Dünya uzun zaman önce değişmişti, tam bir zaman vermek gerekirse neredeyse 35 yıl diyebiliriz, neden değiştiğini sorarsanız ise bu durumu hiç de kısa olmayacak bir şekilde anlatabiliriz.

 

Bir oyun düşünün. Büyünün, canavarların, seviyelerin ve aklınıza gelebilecek her türlü saçmalığın ve uçukluğun bulunduğu bir oyun, işte Dünya bu tür uçukluklardan birine dönüştü, gerçeklik uzun zamandır insanların severek okuduğu ve hiçbir olumsuzluğa kapılmadığı o fantezi dünyalarından birisine dönüştü.

 

Tam olarak anlatmak ve hiçbir benzetme yapmazsak ise konuyu bu şekilde açabiliriz, Dünya tam tamına 34 yıl 11 ay ve 23 gün önce bir oyun dünyasına dönüştü ve Dünya’nın etrafında insanların ”zindan ve kule” dedikleri iki çeşit yapıtsallık oluşmaya başladı, bunların sayıları başta oldukça az olsa da zaman geçtikçe sayıları oldukça arttı. En başta insanlar ne yapacaklarını tartışır ve olacaklara hazırlanırken geçitler hareketlenmeye başladı ve içinden gerçek hayatta hiç göremeyeceğinizi düşündüğünüz türden canavarlar çıkmaya başladı.

 

Dünya orduları elinden geleni yapmaya çalışsa da ne yazık ki kayıp vermemek elde değildi, insanlar öldü, çok fazlası canavarların elinde can verdi, istatistiksel olarak söylemek gerekirse 10 milyarlık Dünya nüfusu her şey kontrol altına alındıktan sonraki sayımdan sonra neredeyse 6 milyara düşmüştü.

 

Peki her şey nasıl mı kontrol altına alındı? Anlatalım.
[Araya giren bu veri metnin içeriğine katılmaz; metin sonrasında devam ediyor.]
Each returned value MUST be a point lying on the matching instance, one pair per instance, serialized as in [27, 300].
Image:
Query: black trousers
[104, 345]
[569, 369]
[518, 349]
Dünya, insanların canavar olarak adlandırdığı canlıların elince can çekişirken hiç kimsenin düşünemeyeceği bir şey gerçekleşti, insanlar güç kazandı. Bir oyundan ne beklerseniz olabilecek her şey burada da mevcudiyet göstermeye başlamıştı. Oyun statları ve yetenekler, seviyeler, rütbeler ve dereceler.

 

Güçlerini kazanan insanlar saklandıkları yerlerden çıkmaya ve canavarların hayatlarına son vermeye başladı ve böylece olabilecek her şey gerçekleşmeye ve raylarına oturmaya başladı, insanlar karşıt güçleri bir kere daha zekaları ve yetenekleri ile yenmiş ve olaya azıcık da olsa bir son nokta koymaya başarmıştı.

 

İnsanlar zindan dedikleri o geçitlere girmeye başlayıp zindanları temizlemeyi başardı ve tehlikeyi neredeyse tümden yok ettiler, her zaman yeni zindanlar ortaya çıkıyor ve insanlar ise onları temizliyor ve içinden oyunlarda bulunan yetenek, silah ve eserleri buluyorlardı.

 

Kuleler ise farklıydı, ”güçlü” olarak sayılabilecek insanlar kuleye girip resmen görsel bir sanallık ve ilahi bir güçle oluşan canavarlara karşı savaşmaya başladı ve dereceleri yüksek bir seviyeye ulaştı. Dereceler arttıkça ise insanlar daha çok güçlenmeyi başardı ve tüm Dünyaya bir kere daha barış hakim oldu.

 

Oyunlardaki Lonca sistemi dünyada var olmayı başarmış ve ”Avcılar Birliği” olarak adlandırılan bir kurum ortaya çıkmıştı. Bu kurum tüm avcıların bilgilerini saklayan ve güvenliğini sağlayan bir birlikti, tüm dünyanın her yerinde bu kurumlar oluşturuldu ve ortaya bir yönetim çıktı: ”Avcı Denetimi”.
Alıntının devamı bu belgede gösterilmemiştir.